On Tue, Oct 21, 2014 at 8:28 PM, Doug Turner <do...@mozilla.com
>> I doubt that's what roc was suggesting. But it's hard to say more without
>> more details on the said overall strategy.
> I think this is an interesting idea and we should look into how much effort it is to add support for this usb security key.
> And, I think we can go a long way in fixing the password problem without having to depend on custom hardware. I'd like to see us invest in fixing/improving our built-in password manager and autofill in Firefox. Many 3rd party password managers have made huge strides in reducing the friction of creating unique high-entropy passwords without relaying on custom hardware. I use such a product and it is a game changer -- I don't know any of my password but the master password.

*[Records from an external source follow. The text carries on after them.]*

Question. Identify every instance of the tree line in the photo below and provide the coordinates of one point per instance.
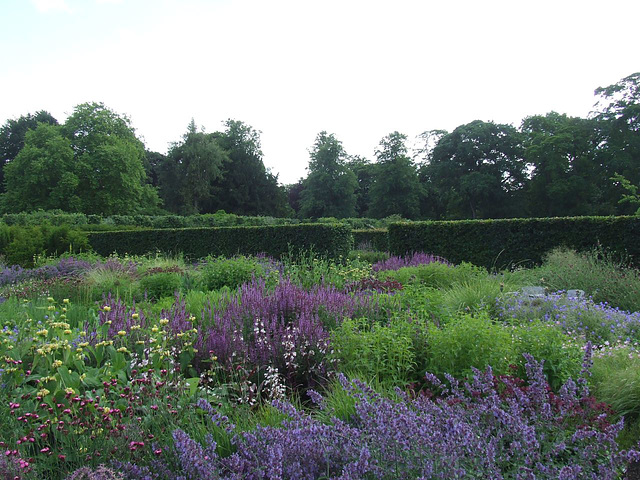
(551, 165)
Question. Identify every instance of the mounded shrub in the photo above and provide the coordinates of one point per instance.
(332, 241)
(502, 243)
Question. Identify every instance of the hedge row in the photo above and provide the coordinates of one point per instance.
(504, 243)
(218, 219)
(372, 239)
(327, 240)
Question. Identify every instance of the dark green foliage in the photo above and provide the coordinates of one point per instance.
(246, 186)
(477, 170)
(372, 239)
(599, 274)
(160, 285)
(13, 133)
(327, 240)
(566, 180)
(19, 245)
(434, 275)
(229, 272)
(503, 243)
(44, 174)
(329, 190)
(395, 189)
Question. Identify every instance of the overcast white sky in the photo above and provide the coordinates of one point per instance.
(359, 69)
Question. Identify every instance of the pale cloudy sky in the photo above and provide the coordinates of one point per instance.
(291, 68)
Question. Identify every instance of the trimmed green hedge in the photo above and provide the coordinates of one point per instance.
(326, 240)
(503, 243)
(376, 239)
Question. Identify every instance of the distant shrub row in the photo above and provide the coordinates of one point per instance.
(503, 243)
(20, 245)
(218, 219)
(328, 240)
(372, 239)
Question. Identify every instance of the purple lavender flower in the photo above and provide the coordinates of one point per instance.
(413, 260)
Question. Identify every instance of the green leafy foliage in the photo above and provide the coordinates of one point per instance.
(385, 353)
(600, 274)
(229, 272)
(371, 239)
(435, 274)
(329, 190)
(331, 241)
(395, 188)
(160, 285)
(505, 243)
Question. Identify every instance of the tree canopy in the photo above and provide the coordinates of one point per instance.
(329, 190)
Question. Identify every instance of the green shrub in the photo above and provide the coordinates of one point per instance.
(331, 241)
(160, 285)
(496, 244)
(562, 357)
(229, 272)
(598, 273)
(368, 256)
(371, 239)
(21, 245)
(470, 341)
(375, 351)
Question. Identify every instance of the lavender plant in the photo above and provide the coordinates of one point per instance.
(489, 427)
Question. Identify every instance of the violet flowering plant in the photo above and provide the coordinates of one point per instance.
(412, 260)
(286, 328)
(579, 317)
(499, 428)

> So maybe before we write code to support a new token, we figure out what the Firefox plan around password management is?

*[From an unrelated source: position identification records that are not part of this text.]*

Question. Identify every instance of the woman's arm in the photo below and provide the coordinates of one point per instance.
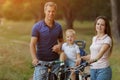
(104, 48)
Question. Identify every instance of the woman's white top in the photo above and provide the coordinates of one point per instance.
(95, 47)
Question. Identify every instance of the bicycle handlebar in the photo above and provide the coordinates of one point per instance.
(49, 64)
(79, 68)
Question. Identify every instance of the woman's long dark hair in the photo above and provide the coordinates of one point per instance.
(107, 29)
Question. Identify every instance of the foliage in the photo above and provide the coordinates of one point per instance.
(78, 9)
(15, 59)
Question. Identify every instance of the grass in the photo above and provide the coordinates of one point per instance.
(15, 59)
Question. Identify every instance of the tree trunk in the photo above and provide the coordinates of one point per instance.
(68, 17)
(116, 18)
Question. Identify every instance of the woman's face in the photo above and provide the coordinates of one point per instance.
(70, 38)
(100, 26)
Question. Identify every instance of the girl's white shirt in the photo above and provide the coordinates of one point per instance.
(71, 51)
(95, 47)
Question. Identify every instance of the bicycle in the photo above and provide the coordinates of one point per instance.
(62, 75)
(50, 75)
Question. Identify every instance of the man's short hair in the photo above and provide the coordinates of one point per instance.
(51, 4)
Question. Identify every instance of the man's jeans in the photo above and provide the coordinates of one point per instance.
(40, 72)
(101, 74)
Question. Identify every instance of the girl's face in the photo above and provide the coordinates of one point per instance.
(70, 38)
(100, 26)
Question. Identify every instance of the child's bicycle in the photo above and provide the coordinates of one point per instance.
(50, 75)
(80, 74)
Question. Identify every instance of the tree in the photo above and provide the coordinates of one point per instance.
(115, 8)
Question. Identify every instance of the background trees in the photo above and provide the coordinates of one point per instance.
(68, 10)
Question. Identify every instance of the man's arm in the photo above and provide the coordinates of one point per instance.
(57, 48)
(33, 50)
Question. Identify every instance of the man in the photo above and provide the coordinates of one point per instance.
(46, 41)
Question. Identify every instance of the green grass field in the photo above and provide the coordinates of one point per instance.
(15, 59)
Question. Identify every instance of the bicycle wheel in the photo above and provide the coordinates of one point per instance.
(52, 76)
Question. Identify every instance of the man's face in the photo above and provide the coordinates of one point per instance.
(50, 12)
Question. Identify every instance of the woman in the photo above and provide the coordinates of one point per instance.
(100, 50)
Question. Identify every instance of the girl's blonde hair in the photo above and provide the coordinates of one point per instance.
(70, 31)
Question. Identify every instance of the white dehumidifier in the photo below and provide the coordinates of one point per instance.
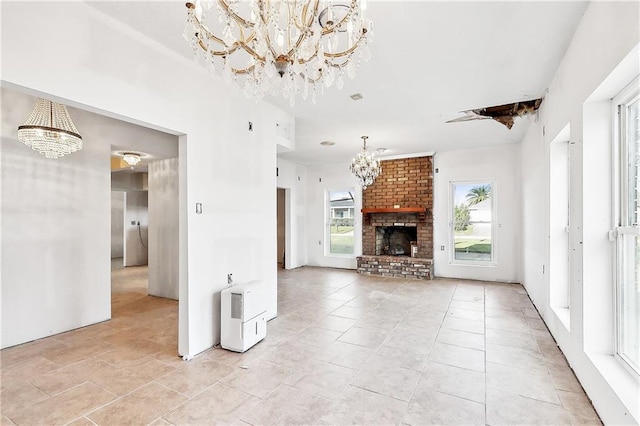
(243, 316)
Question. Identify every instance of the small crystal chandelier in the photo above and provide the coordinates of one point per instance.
(131, 158)
(281, 46)
(50, 131)
(365, 167)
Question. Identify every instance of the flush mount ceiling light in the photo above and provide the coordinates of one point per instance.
(288, 47)
(131, 158)
(50, 131)
(365, 167)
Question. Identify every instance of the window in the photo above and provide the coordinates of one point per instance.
(341, 220)
(627, 230)
(472, 223)
(559, 189)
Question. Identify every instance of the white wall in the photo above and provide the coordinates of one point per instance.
(497, 164)
(579, 94)
(117, 224)
(136, 238)
(320, 180)
(55, 233)
(293, 177)
(163, 228)
(222, 165)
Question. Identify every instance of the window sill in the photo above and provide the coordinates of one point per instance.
(623, 382)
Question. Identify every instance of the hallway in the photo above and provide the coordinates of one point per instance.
(345, 349)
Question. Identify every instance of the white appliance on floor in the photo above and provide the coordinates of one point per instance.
(243, 316)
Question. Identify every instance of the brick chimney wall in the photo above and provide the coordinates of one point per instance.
(406, 182)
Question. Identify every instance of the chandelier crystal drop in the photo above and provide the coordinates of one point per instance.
(365, 167)
(50, 131)
(131, 158)
(280, 46)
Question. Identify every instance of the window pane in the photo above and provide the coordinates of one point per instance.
(628, 288)
(629, 302)
(341, 219)
(472, 221)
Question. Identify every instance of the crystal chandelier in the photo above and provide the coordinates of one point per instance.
(50, 131)
(280, 46)
(365, 167)
(131, 158)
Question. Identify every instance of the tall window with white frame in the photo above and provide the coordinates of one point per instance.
(340, 223)
(627, 106)
(472, 212)
(559, 200)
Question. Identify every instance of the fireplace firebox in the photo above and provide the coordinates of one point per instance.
(395, 240)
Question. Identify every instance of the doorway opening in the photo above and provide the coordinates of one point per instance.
(281, 215)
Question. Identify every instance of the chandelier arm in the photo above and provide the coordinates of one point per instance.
(236, 17)
(52, 129)
(303, 34)
(305, 23)
(328, 30)
(348, 51)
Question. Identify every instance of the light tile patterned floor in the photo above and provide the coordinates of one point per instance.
(345, 349)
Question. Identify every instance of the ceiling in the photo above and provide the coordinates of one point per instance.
(430, 60)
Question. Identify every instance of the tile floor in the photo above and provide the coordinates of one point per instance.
(345, 349)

The spec here could help a lot with improving the password/login situation.
It does a few things as currently drafted. One of which is to allow
websites to more explicitly interact with our password manager. It
currently only covers the case of getting a username+password to log
the user in, but the plan is to extend it to also cover the case of
generating a password to use for the website. With that we could
create very good integration with password managers like 1Password.
Another thing it does is to help with federated ID providers such as
facebook and firefox accounts.
What's really good about the spec though is that it solves the
chicken-and-egg problem that we've struggled with for a while. It
enables websites to do exactly what they are doing today but slowly
take advantage of features from the spec at whatever pace they see
fit. It also doesn't require federated ID providers to make any
changes in order work with the API.
The spec also provides a good first step towards getting the browser
more involved in the login flow. This could make it easier for us to
do things like add hardware tokens in the future.